Medina-based Polaris Industries has bought the assets of Larson Boat Group for an undisclosed price in a move that further expands its fresh dive into the boating industry.
Two of the largest Larson boat dealers in Minnesota said that they learned about the sale Thursday after receiving a letter from Marquis-Larson Boat Group CEO Rob Parmentier.
Larson officials could not be reached for comment, but Polaris spokeswoman Erika Frederick said the deal included the Larson, Larson FX, Striper and Escape brands. She declined to comment further.
Dealers noted that acquiring Larson boats will make Polaris an even bigger player in the marine industry, especially in the fishing boat arena. Larson is well-known for its Larson FX line of fishing boats and its Striper offshore, saltwater boats.
The luxury Carver Yacht and Marquis Yacht brands controlled by the Marquis-Larson entity are expected to remain separate from the Polaris sale. They will continue to be run by Parmentier, dealers said.
The Larson deal is the latest in a boating industry that is consolidating.
Polaris entered the boating industry in July with its $805 million purchase of Boat Holdings LLC. That deal brought Polaris a giant that makes 200 types of pontoon, deck and cruiser boats that sell under brand names such as Bennington, Godfrey, Hurricane and Rinker.
As far as the Larson deal, Jeff Hannay, whose Hannay's Marine in Minneapolis is one of the largest Larson dealers in the state, said he isn't sure what to expect with the Polaris acquisition.
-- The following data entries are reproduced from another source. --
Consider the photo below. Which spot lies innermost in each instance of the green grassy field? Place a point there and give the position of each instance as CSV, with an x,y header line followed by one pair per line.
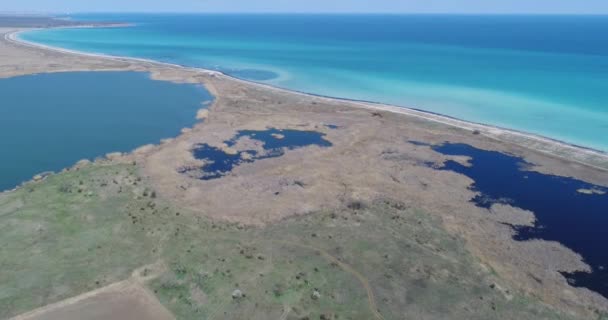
x,y
84,229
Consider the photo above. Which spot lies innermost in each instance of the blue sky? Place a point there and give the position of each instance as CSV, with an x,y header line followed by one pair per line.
x,y
393,6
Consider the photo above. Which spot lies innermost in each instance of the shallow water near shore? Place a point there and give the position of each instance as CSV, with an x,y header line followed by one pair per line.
x,y
50,121
569,211
541,74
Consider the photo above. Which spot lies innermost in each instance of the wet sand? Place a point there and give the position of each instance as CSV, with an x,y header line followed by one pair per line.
x,y
370,158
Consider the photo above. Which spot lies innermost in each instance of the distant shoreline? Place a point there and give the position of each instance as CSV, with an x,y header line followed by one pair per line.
x,y
490,131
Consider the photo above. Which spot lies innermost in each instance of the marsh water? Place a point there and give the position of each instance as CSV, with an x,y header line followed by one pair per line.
x,y
274,143
569,211
542,74
50,121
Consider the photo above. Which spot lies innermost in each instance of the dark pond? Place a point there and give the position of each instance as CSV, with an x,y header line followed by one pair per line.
x,y
275,142
577,220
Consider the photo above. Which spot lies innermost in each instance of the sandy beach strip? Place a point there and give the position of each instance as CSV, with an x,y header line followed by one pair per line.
x,y
583,155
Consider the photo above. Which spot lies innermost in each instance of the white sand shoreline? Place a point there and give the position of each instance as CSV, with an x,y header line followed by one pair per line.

"We don't really know what to think. It's a little early to say," he said. "We are a little bit excited but a little bit on the anxious side, too."
Hannay said the move to buy Larson could signal that Polaris is jumping into the fishing boat industry "with both feet."
Hannay said he has not been contacted by anyone from Polaris yet, but has been told by Larson officials that a Polaris representative will be at the Larson boat booth at this week's Minneapolis Boat Show to answer questions.
In November, Polaris partnered for the first time with the world's largest fishing tournament organizer, Fishing League Worldwide (FLW). That move, paired with the Larson acquisition, could mean "they will be aggressive when it comes to getting sales and gaining market share," Hannay said.
What Hannay and other dealers are hoping is that the acquisition will mean fewer delays in getting boat products. Delays of some product lines had stretched months under Marquis-Larson, they said.
The Marquis-Larson letter to dealers said the sale to Polaris means production will move from Pulaski, Wis., to one of Polaris' current factories. It is unclear if or how many jobs that could affect.
"The moving of materials and assets will begin immediately. It is our expectation to provide support to their transition team and company as long as they need and request it," the letter said.
Dick Peifer, president of Boomerang Marine and Sports in Melrose and Alexandria, Minn., already sells Larson boats as well as Polaris snowmobiles, four-wheelers and Polaris' newly acquired boat line.
"I am pretty enthusiastic about what is going on" with the Larson acquisition, Peifer said Monday while driving a large pontoon from Alexandria to the Minneapolis Convention Center's boat show, which opens Thursday.
Peifer said he has sold Larson boats for a very long time and gone through that company's epic ups and downs for years. The new ownership under Polaris should be good news, he said. In the past Larson had "way more overhead than it made sense to maintain."
Larson in 2017 closed its factory in Little Falls, Minn., and moved 114 jobs to Pulaski, which is 18 miles northwest of Green Bay. Company leaders said at the time that they hoped the closing of the Little Falls factory and move to Wisconsin would be the last big change. The 100-year-old boat builder also announced that it would stop producing its Triumph brand of boats. More than 12 years ago, Larson had 800 employees.
Local dealers said they thought Larson's reorganization plan was solid, but staff shortages might have contributed to any issues Marquis-Larson had.
Larson used to be part of Genmar Holdings Inc., the world's second-largest boat maker with 13 brands and 1,000 dealers. But employment dropped to just 200 by 2009, the same year the parent firm Genmar filed for Chapter 11 bankruptcy with $216 million in debts and $237 million in assets.
In 2010, Larson was sold to Minnesota businessman and Genmar founder Irwin Jacobs and his partner, with the help of state and city loans.